I think Joe Dog would be proud. My yellow Lab, Jake, is actually the book’s central character, but Joe doesn’t mind. He was the first inspiration, and there’s a lovely illustration with him in it as well.
During my years at Dogster, I’ve read comments on my articles from so many people whose pets have died, and so I’ve also been inspired by many of you. It made me realize that I wasn’t the only one who could benefit from a simple picture book designed for adults.
As a thank you, I’d like to give you a preview of a few pages and let you know that I am offering signed, inscribed copies of the book via the Dog Heaven book website.
Because we’re Dogster family, I’ll let you in on a little secret. You may notice that Maria Hanson is listed as the book’s author. That was a fairly last-minute decision. I’ve been told by the publishers and agents in my life that it’s not a good idea to release two books so close together. Since my book Soldier Dogs: The Untold Story of America’s Canine Heroes came out just a few months ago, we decided I should use my married name. I figure it’s okay to mention it here, but I’ll try not to let it get out too much just yet.
It’s my great hope that this book will help readers through the horribly raw, empty time after the loss of a dog. I know I’ll be reading it again and again when Jake’s time comes. I can’t even think about that right now. He’s 10, but I hope he lives to at least 40. Here are a few more pages, with my personal notes:
This is one of the most wrenching moments in life. I want my book to help ease this pain.
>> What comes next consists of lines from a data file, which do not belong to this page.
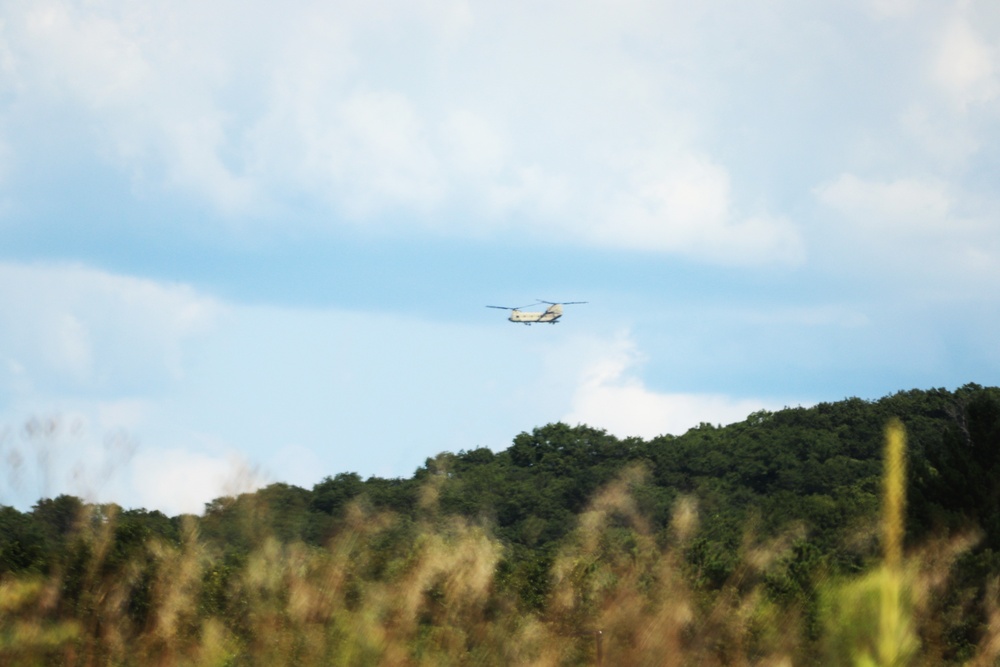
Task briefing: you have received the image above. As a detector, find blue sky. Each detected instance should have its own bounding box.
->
[0,0,1000,513]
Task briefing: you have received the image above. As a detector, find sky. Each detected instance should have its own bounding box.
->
[0,0,1000,515]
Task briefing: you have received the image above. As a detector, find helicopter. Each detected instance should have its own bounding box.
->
[486,299,587,326]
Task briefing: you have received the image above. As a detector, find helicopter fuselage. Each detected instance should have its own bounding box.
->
[507,304,562,324]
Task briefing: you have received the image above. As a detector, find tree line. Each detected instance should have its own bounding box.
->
[0,384,1000,664]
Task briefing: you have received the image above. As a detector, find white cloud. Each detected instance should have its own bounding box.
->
[584,155,805,265]
[131,448,267,516]
[816,174,952,233]
[932,17,1000,110]
[563,336,783,439]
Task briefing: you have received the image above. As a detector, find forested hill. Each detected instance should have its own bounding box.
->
[0,384,1000,575]
[0,384,1000,656]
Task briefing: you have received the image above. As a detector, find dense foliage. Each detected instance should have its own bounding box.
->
[0,385,1000,664]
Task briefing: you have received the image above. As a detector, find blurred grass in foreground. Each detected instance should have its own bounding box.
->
[0,421,1000,667]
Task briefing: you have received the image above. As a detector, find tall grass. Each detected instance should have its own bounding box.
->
[0,421,1000,667]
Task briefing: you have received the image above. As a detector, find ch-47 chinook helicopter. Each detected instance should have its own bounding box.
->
[486,299,587,325]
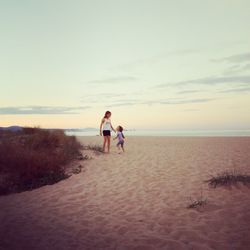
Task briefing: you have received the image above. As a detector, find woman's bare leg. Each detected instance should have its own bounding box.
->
[107,136,110,153]
[102,136,107,152]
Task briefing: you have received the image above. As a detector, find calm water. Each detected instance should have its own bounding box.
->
[66,130,250,136]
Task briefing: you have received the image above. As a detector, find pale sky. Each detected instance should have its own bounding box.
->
[0,0,250,129]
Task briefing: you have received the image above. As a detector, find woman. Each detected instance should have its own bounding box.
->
[100,111,116,153]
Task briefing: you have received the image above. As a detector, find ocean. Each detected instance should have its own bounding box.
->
[66,129,250,137]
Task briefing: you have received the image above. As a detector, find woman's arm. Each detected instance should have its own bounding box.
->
[100,118,104,136]
[110,124,116,133]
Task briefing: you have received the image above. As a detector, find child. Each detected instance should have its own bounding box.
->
[100,111,116,153]
[114,126,125,154]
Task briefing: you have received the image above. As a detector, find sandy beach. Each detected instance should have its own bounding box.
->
[0,137,250,250]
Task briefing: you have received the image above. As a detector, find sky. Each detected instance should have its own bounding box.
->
[0,0,250,130]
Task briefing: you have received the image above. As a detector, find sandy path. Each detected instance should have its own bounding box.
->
[0,137,250,250]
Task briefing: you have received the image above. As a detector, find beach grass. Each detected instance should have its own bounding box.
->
[0,128,81,195]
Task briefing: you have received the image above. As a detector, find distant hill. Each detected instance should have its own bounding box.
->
[0,126,23,132]
[0,126,98,132]
[64,128,98,132]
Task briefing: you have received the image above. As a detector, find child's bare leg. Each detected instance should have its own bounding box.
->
[117,144,121,154]
[102,136,107,152]
[107,136,110,153]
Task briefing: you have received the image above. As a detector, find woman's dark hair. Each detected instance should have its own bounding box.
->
[104,111,111,118]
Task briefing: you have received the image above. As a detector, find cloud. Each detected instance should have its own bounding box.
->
[107,98,215,107]
[219,87,250,93]
[0,106,90,115]
[159,98,214,105]
[177,89,201,94]
[88,76,138,84]
[212,52,250,63]
[156,75,250,88]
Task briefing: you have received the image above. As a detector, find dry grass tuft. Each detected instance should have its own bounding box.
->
[205,170,250,188]
[187,192,207,209]
[0,128,81,195]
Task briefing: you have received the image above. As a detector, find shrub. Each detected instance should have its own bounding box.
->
[0,128,80,195]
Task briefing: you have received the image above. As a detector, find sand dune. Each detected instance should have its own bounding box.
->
[0,137,250,250]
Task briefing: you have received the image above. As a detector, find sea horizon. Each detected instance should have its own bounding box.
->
[65,129,250,137]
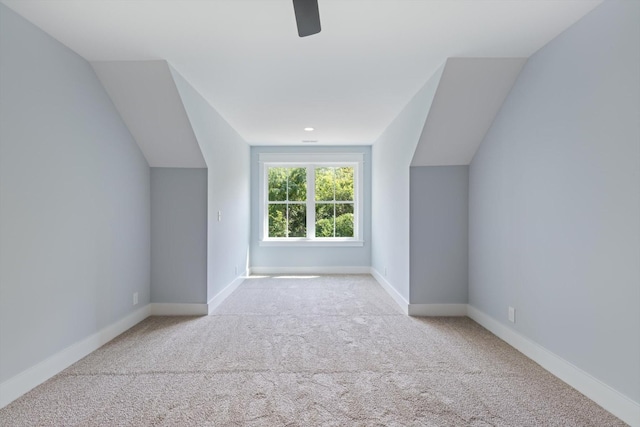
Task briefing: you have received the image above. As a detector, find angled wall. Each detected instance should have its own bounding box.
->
[91,60,206,168]
[469,1,640,418]
[0,4,150,394]
[170,67,251,301]
[371,67,443,306]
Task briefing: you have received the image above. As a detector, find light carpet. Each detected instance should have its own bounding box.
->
[0,275,625,427]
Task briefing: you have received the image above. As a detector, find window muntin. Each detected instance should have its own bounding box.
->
[259,153,362,246]
[315,166,355,238]
[267,167,307,237]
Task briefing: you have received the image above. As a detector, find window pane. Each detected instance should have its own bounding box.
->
[336,203,353,237]
[269,168,288,202]
[335,167,354,201]
[289,168,307,202]
[269,204,287,237]
[316,168,335,201]
[316,203,334,237]
[289,204,307,237]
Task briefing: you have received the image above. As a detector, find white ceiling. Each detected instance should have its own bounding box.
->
[91,61,207,168]
[0,0,601,145]
[411,58,526,166]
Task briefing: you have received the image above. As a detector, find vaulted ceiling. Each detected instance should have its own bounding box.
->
[0,0,601,149]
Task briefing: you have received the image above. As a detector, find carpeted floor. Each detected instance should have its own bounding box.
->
[0,276,624,427]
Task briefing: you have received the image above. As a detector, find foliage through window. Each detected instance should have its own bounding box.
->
[263,156,359,241]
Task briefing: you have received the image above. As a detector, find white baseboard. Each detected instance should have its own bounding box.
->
[205,272,249,314]
[369,267,409,314]
[149,302,209,316]
[467,305,640,427]
[409,304,467,317]
[251,266,371,274]
[0,305,151,408]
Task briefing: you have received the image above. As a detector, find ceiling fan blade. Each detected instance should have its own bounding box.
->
[293,0,320,37]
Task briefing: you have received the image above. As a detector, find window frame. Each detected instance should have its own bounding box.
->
[259,153,364,246]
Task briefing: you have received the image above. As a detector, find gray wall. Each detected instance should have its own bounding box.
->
[151,168,207,304]
[251,146,371,267]
[469,1,640,402]
[409,166,469,304]
[371,66,444,302]
[0,5,150,381]
[169,67,251,300]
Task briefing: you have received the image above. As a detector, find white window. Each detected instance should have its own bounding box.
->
[260,153,363,246]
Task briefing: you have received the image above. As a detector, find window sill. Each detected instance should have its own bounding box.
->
[258,239,364,247]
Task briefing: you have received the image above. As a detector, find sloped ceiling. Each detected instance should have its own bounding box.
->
[0,0,601,145]
[91,61,207,168]
[411,58,526,166]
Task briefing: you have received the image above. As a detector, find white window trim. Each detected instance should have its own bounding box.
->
[258,153,364,247]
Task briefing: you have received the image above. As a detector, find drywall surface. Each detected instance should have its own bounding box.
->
[469,1,640,402]
[409,166,469,304]
[151,168,207,304]
[91,60,206,168]
[0,5,150,381]
[371,66,444,302]
[169,67,251,300]
[251,146,371,268]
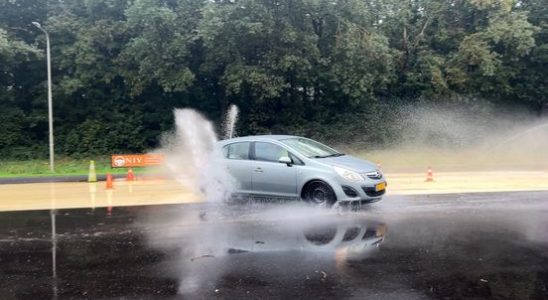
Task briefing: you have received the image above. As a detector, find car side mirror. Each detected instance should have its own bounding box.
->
[278,156,293,167]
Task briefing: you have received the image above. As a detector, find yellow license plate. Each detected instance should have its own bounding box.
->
[375,182,386,192]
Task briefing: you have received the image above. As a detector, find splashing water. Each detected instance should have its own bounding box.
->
[224,104,239,139]
[161,109,234,202]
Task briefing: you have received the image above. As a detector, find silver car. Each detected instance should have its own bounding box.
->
[219,135,386,206]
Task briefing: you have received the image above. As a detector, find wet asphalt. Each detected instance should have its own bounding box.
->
[0,192,548,299]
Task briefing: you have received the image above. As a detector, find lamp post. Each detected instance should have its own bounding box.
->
[32,22,55,172]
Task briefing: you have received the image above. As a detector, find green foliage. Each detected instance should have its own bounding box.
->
[0,0,548,159]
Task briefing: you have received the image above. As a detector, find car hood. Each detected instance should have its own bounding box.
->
[316,155,377,173]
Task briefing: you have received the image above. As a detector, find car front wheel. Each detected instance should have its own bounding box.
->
[303,181,337,207]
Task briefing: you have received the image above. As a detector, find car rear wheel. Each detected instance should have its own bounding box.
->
[303,181,337,207]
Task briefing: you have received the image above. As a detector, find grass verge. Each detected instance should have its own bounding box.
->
[0,158,154,178]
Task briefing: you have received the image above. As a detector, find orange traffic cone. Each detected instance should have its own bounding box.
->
[106,173,114,190]
[425,167,434,182]
[126,168,135,181]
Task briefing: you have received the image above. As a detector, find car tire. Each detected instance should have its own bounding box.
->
[303,180,337,207]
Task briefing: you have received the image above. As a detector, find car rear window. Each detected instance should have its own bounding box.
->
[223,142,249,159]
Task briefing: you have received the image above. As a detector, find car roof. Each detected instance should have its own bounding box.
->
[219,135,301,144]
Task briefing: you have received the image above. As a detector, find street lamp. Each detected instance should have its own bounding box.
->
[32,22,55,172]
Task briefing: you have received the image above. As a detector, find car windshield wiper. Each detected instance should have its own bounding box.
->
[312,153,345,158]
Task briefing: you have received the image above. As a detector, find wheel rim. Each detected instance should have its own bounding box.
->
[307,183,332,205]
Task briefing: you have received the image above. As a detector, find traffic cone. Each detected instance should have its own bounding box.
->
[425,167,434,182]
[126,168,135,181]
[88,160,97,182]
[106,173,114,190]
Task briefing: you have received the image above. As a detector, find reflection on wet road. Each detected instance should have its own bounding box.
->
[0,192,548,299]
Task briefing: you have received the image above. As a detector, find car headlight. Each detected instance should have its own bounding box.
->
[333,166,363,182]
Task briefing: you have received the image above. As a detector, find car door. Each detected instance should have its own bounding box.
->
[251,142,297,197]
[223,142,254,193]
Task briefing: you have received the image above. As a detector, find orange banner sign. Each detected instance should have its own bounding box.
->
[111,154,164,168]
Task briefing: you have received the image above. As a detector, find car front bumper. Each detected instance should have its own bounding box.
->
[335,178,386,203]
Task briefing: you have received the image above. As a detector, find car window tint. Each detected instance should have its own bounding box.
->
[289,152,304,166]
[255,142,289,162]
[223,142,249,159]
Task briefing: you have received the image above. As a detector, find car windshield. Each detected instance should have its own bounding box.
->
[281,138,344,158]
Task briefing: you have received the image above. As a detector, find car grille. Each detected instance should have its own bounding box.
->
[362,186,386,197]
[362,172,382,180]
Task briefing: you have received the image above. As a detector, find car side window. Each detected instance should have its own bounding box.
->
[255,142,289,162]
[223,142,249,159]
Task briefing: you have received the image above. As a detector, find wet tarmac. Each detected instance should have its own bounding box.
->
[0,192,548,299]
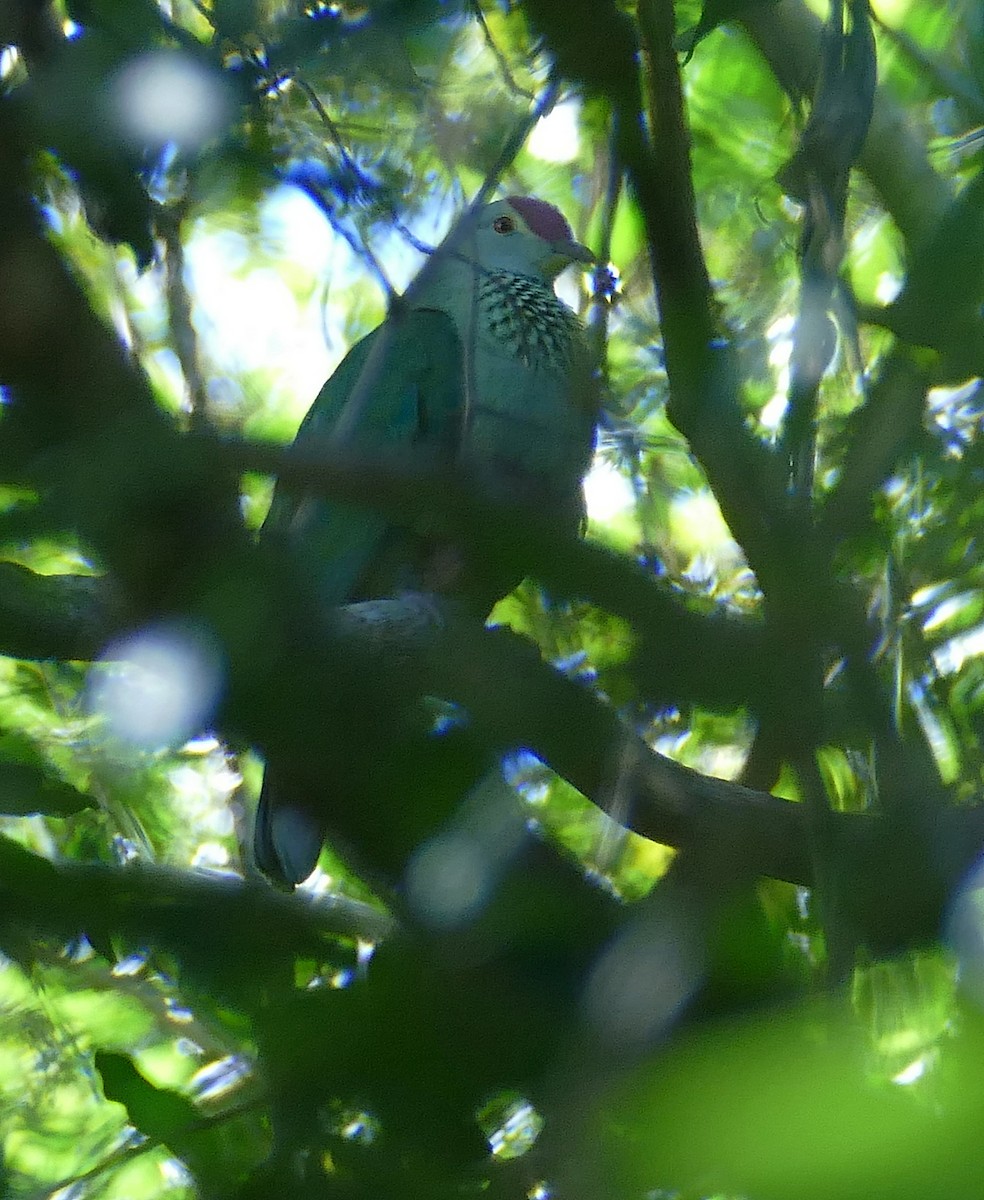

The book’s main dog is modeled after Jake. The words the man is telling his dying dog are the words I tell Jake every night.
While creating the book, I thought about how problematic Dog Heaven could get with all the winged dogs. It wouldn’t be a sensible idea for dogs to have angel wings in Dog Heaven with bird dogs everywhere.
Human angels do have wings. This doesn’t pose a problem. I love the idea of homeless dogs, dogfighting dogs, bait dogs, abused dogs, and other unloved dogs having a forever bond with an angel in Dog Heaven. I think of the smitten dog on this page as a Michael Vick dog.
In Dog Heaven, dogs get to do all the things they loved to do on earth, and some things they weren’t allowed to do.
This is what I felt when walking on the beach that day.
And this is what I felt after I saw the rainbow. It was as if it had been sent from Joe. I’ve talked with many people who say they’ve felt their dogs’ presence after they died, and that it gave them great comfort.
Toward the end of the book, something very special happens, but I won’t give away any more pages than I already have!
Do you think there’s a Dog Heaven? Have you ever felt as if your old dog visited you after she or he died? Do you hope to be reunited with your dogs after you die? Leave a comment here, and please visit my Dog Heaven Facebook page to share your story there, as well. (You may be the first to visit! It’s brand-new.)
As for me, I’d absolutely love to be greeted on the other side one day by Jake’s smiling face and wagging tail. What a welcome that would be. I’d even take him covered with cow patties. The heavenly nature of being reunited with him after so long would make any scent smell sweet.